I’ve been asked what projects I think can really make a difference: Projects that work on the concept of resilience, avoid that people identify themselves with their own pain.

We saw a lot of people that 5 or 6 months after their arrival start to fade, to turn off. During the first months you hope that your rights became effective, job, home… But nothing happens. Your life becomes full of complaints.

A very interesting school that is part of the community is for example, Asnada. It’s a Montessori/Experimental school. The idea is to teach in a different way. Helping people to use this new language not as a “stranger” language. Usually you start to have 2 languages: the native one that is the language of feelings and relationships and a second language that is the language of bureaucracy. The idea is to teach a language that helps you to construct your new identity, “create your new life here in a new language”.

So the lessons became a workshop where we, all together, construct the language, with different ways, methods (arts, music, plays…) and also being a community.

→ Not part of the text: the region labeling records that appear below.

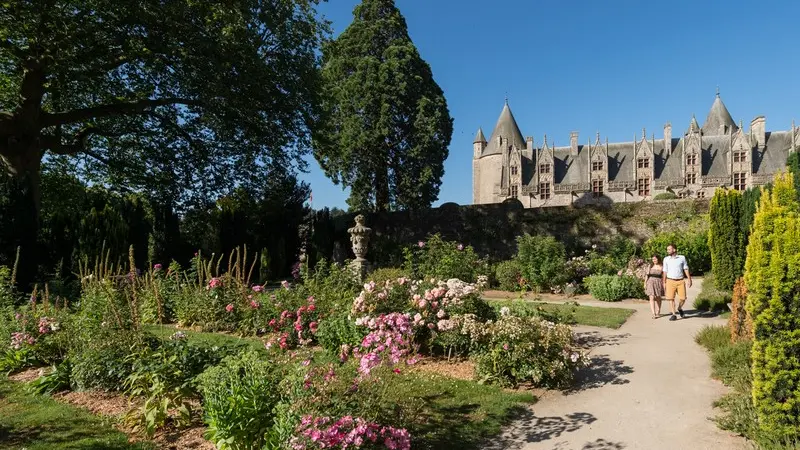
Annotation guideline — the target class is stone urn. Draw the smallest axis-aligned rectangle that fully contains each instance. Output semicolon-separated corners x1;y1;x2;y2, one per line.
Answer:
347;214;372;280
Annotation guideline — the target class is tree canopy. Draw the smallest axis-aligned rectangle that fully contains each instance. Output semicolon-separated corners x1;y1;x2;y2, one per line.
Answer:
314;0;453;211
0;0;328;206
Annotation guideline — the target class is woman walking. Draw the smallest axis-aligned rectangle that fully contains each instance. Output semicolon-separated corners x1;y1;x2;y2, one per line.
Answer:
644;255;664;319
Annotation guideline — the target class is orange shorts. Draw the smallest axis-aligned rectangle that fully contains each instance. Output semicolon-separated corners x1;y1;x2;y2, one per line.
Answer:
664;278;686;300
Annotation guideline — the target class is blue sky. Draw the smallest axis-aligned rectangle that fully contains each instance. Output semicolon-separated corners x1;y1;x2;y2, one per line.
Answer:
301;0;800;208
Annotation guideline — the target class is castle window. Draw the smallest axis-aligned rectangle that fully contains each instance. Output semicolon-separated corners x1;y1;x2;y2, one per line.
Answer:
539;183;550;200
592;180;603;198
636;178;650;197
733;172;747;191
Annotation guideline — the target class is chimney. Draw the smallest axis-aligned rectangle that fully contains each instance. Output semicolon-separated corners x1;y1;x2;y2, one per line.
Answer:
569;131;578;156
750;116;767;149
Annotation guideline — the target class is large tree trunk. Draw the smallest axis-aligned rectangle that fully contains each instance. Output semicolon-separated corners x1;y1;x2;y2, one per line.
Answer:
0;134;42;290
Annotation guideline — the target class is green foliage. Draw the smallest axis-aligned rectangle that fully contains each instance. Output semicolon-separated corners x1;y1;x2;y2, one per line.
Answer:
694;273;732;311
706;189;746;291
642;231;711;275
312;0;453;211
465;315;585;387
583;275;646;302
653;192;678;200
495;259;522;291
199;352;283;450
27;359;72;395
516;234;566;290
745;174;800;439
403;234;489;283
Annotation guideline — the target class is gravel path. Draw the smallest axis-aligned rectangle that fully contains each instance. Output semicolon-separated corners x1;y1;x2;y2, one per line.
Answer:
488;280;748;450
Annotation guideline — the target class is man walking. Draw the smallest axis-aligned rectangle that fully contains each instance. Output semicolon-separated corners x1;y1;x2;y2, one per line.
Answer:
661;244;692;320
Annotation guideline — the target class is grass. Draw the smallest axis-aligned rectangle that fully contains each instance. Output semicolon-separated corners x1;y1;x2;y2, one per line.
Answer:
143;325;264;350
488;299;634;329
389;373;536;450
0;378;153;450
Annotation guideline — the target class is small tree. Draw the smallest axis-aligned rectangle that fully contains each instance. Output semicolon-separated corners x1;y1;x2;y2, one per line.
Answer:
708;189;745;291
745;174;800;439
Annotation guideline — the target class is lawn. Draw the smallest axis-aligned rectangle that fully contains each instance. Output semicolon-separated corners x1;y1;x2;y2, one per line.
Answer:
488;299;635;329
0;377;153;450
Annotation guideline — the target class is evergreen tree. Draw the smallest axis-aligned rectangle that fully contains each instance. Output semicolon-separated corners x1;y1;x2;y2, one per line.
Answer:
708;189;745;291
313;0;453;211
745;174;800;440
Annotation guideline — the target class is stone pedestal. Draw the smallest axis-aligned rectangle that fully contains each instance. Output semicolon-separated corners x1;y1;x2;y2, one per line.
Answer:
347;214;372;281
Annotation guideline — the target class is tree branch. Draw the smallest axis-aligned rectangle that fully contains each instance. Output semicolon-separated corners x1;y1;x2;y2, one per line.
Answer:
42;97;202;127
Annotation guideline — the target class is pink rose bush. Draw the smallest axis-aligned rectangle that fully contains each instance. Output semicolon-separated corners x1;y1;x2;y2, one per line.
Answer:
291;416;411;450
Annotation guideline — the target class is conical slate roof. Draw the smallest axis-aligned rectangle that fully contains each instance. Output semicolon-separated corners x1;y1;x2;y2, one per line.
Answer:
703;93;738;136
472;128;486;144
483;102;525;155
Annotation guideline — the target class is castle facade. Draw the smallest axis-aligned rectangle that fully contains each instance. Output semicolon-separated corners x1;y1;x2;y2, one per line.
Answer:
472;93;800;208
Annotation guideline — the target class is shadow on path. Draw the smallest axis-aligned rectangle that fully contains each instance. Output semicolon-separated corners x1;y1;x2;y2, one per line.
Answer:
487;410;597;449
575;331;631;348
564;355;633;394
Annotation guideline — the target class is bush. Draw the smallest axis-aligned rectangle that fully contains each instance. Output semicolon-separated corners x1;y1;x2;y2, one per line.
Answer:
463;314;586;387
642;231;711;275
495;259;522;291
517;234;568;290
583;275;646;302
728;278;753;342
694;273;731;312
745;174;800;440
403;234;489;283
694;325;731;352
653;192;678;200
199;352;283;450
708;188;745;291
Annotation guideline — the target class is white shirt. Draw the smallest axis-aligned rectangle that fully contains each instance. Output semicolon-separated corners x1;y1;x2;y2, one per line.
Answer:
662;255;689;280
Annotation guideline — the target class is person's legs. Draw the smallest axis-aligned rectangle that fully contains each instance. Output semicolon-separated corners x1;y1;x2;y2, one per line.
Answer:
676;281;686;318
664;279;686;320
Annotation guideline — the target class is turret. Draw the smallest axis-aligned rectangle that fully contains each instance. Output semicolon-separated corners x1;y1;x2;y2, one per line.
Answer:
472;128;487;159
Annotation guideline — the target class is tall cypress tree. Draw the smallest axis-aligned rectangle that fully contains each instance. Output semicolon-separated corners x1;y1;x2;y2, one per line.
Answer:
313;0;453;211
745;174;800;440
708;189;745;291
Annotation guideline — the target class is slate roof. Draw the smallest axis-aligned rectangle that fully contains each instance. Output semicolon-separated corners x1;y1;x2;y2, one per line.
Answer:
702;93;739;135
481;103;526;156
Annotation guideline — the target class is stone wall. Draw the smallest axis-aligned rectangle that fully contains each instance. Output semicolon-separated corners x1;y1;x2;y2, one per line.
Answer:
315;199;709;266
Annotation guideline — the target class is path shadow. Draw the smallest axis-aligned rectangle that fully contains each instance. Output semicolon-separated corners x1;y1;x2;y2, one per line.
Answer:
485;409;597;449
565;355;633;394
575;331;631;348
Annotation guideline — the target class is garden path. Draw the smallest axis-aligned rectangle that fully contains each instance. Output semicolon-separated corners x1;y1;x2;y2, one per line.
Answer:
488;280;748;450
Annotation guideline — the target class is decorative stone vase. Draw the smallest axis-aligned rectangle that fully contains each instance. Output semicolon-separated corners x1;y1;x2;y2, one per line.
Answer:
347;214;372;280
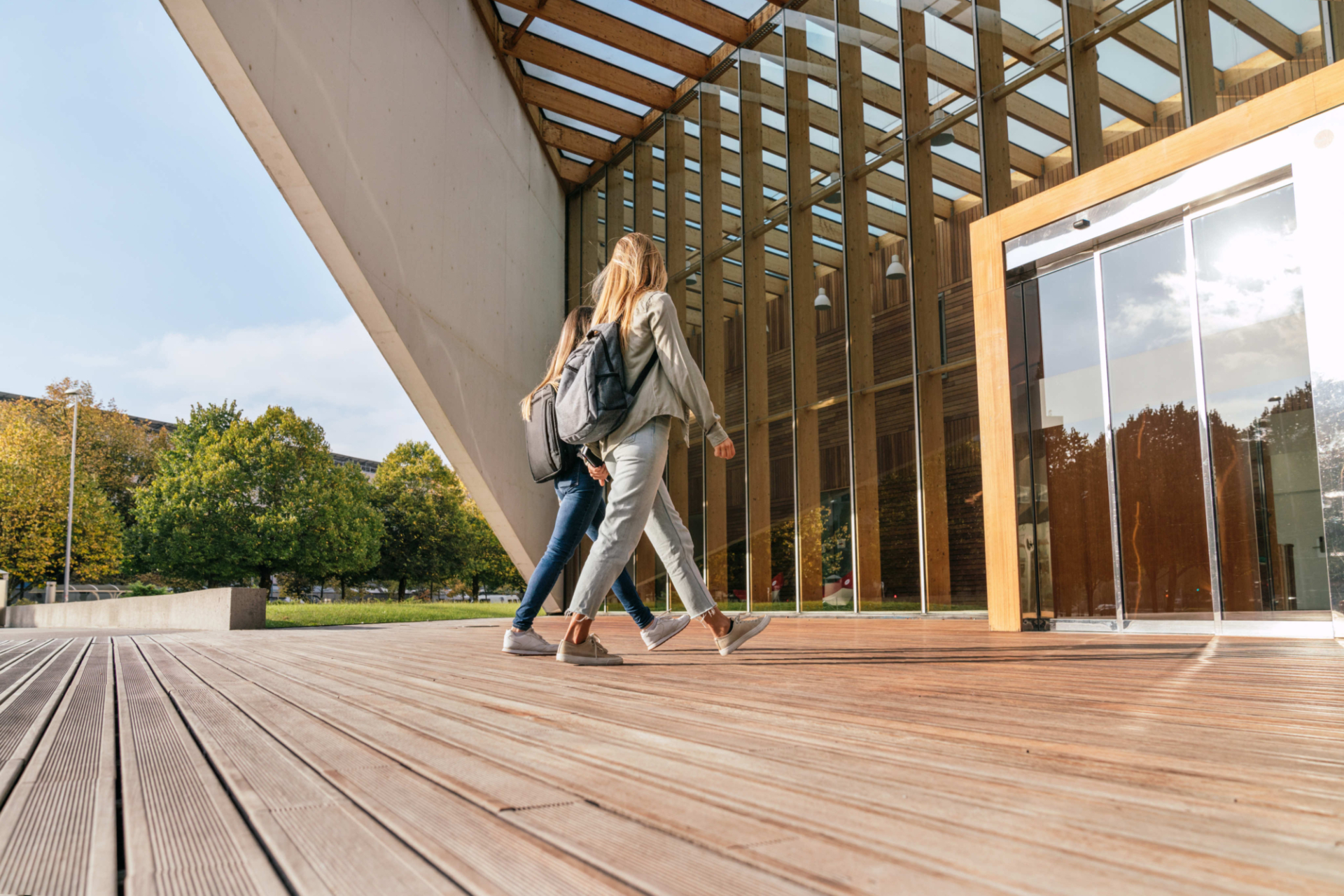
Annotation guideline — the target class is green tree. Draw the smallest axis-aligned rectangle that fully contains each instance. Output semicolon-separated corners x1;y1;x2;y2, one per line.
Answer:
133;403;383;587
0;400;122;582
457;498;527;601
374;442;469;601
31;377;168;526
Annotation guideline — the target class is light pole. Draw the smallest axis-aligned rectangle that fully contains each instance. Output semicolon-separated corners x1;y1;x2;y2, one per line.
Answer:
64;388;79;603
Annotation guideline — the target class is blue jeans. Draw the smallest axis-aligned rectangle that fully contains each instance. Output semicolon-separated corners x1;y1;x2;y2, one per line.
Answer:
513;461;653;631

So in my opinion it’s really important to be able to find new ways to take care, creating effective spaces of meeting, of real exchange.

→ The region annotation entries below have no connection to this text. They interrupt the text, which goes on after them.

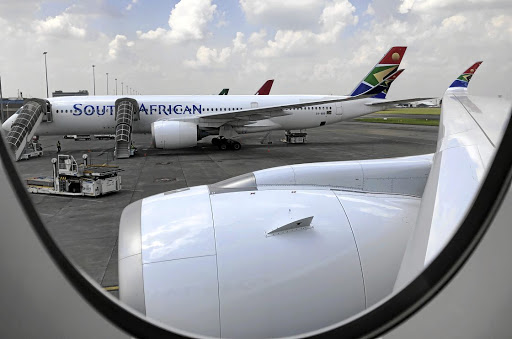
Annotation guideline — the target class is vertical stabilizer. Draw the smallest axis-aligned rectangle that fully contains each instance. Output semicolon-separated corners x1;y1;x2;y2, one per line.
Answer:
350;46;407;96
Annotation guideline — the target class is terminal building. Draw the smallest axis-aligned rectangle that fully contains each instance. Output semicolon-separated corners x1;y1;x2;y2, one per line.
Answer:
0;90;89;122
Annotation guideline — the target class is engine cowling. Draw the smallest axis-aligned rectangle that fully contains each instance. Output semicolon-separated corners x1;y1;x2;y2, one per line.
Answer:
151;121;197;149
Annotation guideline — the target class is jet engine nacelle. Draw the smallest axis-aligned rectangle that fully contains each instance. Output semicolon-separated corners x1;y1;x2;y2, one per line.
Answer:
151;121;197;149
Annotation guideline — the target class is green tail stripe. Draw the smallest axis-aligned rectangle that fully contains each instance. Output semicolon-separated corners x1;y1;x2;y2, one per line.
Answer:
364;65;398;86
457;73;473;82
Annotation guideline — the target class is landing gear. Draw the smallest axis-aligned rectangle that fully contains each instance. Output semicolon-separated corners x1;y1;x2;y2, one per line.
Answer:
212;136;242;151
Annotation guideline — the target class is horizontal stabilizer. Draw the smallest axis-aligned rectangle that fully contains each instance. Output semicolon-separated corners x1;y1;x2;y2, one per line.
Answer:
365;98;437;106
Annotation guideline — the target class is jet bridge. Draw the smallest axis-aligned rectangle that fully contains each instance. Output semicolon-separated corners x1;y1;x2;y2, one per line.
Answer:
7;99;53;161
115;98;139;159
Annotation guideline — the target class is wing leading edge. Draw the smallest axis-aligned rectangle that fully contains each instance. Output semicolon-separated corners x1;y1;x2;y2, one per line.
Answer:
395;62;511;290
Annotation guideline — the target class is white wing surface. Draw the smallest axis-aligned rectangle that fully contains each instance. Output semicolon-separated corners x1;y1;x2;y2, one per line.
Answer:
395;62;511;290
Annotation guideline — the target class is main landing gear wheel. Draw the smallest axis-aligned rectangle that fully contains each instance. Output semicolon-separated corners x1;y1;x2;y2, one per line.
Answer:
212;136;242;151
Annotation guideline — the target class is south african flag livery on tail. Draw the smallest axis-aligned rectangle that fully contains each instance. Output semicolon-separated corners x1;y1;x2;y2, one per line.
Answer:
350;46;407;98
450;61;482;88
372;69;404;99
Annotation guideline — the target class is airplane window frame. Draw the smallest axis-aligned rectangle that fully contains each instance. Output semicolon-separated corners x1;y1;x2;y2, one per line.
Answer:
0;112;512;338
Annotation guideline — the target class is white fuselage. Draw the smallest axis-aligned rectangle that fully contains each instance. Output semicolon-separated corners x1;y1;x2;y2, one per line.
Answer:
3;95;382;135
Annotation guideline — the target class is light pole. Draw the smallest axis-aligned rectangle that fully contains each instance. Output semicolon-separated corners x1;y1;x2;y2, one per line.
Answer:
92;65;96;95
43;52;50;98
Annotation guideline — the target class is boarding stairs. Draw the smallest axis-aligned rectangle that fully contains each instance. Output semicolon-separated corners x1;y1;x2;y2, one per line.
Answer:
115;98;139;159
7;99;52;161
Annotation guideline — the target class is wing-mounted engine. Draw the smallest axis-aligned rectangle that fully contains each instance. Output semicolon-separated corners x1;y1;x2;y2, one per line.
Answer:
151;121;198;149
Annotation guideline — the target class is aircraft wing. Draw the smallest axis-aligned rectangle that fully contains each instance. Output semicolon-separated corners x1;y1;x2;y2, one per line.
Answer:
204;80;389;121
395;63;512;290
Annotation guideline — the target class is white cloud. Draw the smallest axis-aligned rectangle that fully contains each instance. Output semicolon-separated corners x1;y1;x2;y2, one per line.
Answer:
184;46;231;68
137;0;217;43
33;8;87;38
183;32;247;68
240;0;325;29
125;0;138;11
248;29;267;46
108;34;135;60
255;0;358;57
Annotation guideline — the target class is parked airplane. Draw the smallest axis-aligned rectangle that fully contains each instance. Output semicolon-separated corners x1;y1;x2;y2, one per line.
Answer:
119;62;511;338
2;47;426;157
0;63;512;339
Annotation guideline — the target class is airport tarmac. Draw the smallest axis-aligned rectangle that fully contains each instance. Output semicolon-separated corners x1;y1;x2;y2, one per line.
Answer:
361;111;441;120
11;122;438;296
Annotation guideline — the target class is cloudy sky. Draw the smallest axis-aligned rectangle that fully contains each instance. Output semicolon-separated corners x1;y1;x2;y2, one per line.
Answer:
0;0;512;99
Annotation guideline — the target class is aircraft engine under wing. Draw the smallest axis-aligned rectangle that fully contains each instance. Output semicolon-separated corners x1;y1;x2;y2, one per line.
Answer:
151;120;197;149
119;155;431;338
119;63;511;338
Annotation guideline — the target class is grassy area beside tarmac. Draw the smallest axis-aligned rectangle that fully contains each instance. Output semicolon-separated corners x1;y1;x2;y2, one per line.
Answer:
356;118;439;126
375;107;441;115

Work on resilience, opening workshops where people can create something (for ex. FabLabs, Makerspaces…) using open technologies (like Raspberry Pi) could become new ways to take care of people in really big troubles, with strong vulnerabilities and help them to start again.

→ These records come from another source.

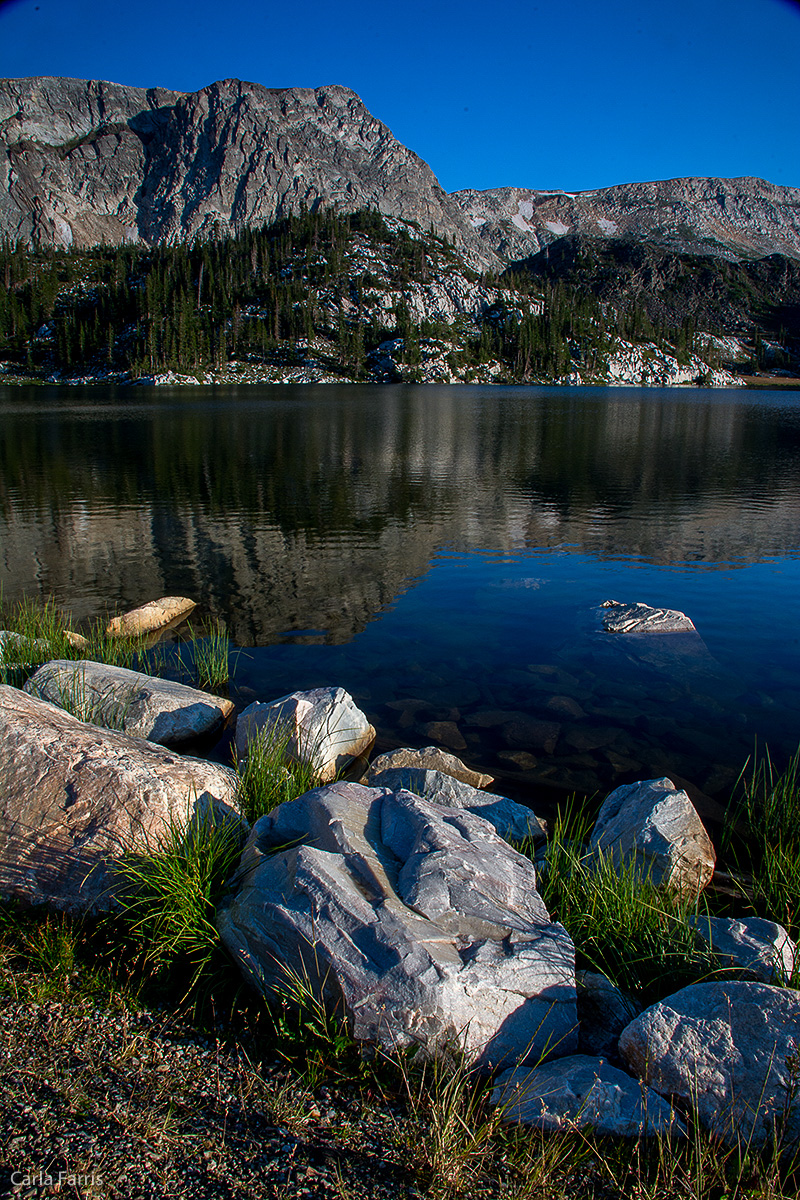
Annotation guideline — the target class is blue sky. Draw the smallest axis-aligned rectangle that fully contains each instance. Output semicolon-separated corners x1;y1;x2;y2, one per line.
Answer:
0;0;800;191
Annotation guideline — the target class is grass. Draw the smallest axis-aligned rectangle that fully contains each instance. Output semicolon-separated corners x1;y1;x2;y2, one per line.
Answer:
528;803;717;1004
236;724;318;824
722;749;800;938
115;808;242;994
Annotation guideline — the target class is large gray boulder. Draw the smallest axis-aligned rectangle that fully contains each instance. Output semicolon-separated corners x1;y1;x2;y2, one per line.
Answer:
589;779;716;896
367;746;494;787
619;982;800;1150
23;659;234;745
0;686;240;913
236;688;375;784
688;914;798;984
217;782;577;1068
369;767;547;842
492;1055;686;1138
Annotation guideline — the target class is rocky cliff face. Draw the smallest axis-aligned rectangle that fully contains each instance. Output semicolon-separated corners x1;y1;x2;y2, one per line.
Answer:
0;78;497;265
452;178;800;263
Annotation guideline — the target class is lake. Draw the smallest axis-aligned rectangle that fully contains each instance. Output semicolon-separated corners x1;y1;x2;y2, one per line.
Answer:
0;385;800;803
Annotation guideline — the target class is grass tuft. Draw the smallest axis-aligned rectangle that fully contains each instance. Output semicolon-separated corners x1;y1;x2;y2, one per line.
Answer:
115;808;242;994
236;724;318;824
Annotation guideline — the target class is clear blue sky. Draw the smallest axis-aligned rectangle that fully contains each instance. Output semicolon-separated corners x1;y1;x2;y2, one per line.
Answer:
0;0;800;191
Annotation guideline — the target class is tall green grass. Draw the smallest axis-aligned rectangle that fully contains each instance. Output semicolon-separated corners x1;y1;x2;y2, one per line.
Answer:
527;803;716;1003
722;749;800;938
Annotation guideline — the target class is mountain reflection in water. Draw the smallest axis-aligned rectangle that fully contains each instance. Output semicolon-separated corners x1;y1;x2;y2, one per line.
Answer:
0;386;800;816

Maybe Opencare, Edgeryders community could be the right place where to start!!

What do you think?

Something which escaped my mind

I am wondering if the community would have gotten better if it was organised by the groups in question instead of the municipality.

When talking about Italianostranieri you mentioned that it was useful as a coordination tool for schools - to help them come together and share knowledge. So they probably got better at teaching the language (not sure if you measured results?)

But did it become easier to learn a language, from the point of view of struggling foreigners? Do you have a story from the other side too, @Franca?

self-organized!

@Noemi!

Sorry for my late reply!

The question if it could be better to be self-organized it’s a well-known question for us. It could be easier for some extents, but at the end we understood that it’s really important to have a “neutral” coordinator, that it’s not a service provider of Italian courses.  The coordinator is the Immigration Office of the City of Milan and so a service that tries to help migrants in general, in many ways (jobs, social benefits, reception centers…). So this view is interesting because permits to have an holistic view of the person. But the question remains open…

There is a kind of self-organized network of schools, “Scuole senza Permesso” (“Schools without documents”), but it represents only a particular kind of schools.

And yes, a lot of teachers testify that it’s really useful for their job to be in contact with other schools, teachers and approaches, but it’s not so easy to register the results of an improvement in the quality of teaching. This is because you need to have data about the situation before and after, in order to register the gap and there are a lot of other factors that can influence your way of teaching.

For all these reasons what I could say it’s that there are refugees and asylum seekers happy to have had an Italian class also in August (because of Italianostranieri Community), but it’s not so simple to measure the improvement in the quality of teaching and I think also that it’s a long-term effect…but for sure it could be great to work on it…

Another way is learning the language of their destination

I see, well can’t say I’m surprised it’s difficult to measure, especially if people are transiting.

You may know of this already, it seems different services for refugees would start offering spontaneous language classes like this Baobab centre in Rome, which I’ve come across in another article. Basically you’d have German volunteers teaching people transiting via Roma some basic language in order to be better prepared by the time they reach Germany: she was saying that “teaching them German (or anything else, really) gives meaning to the time they spend here.” I found it ingenious and practical. The original reference is here.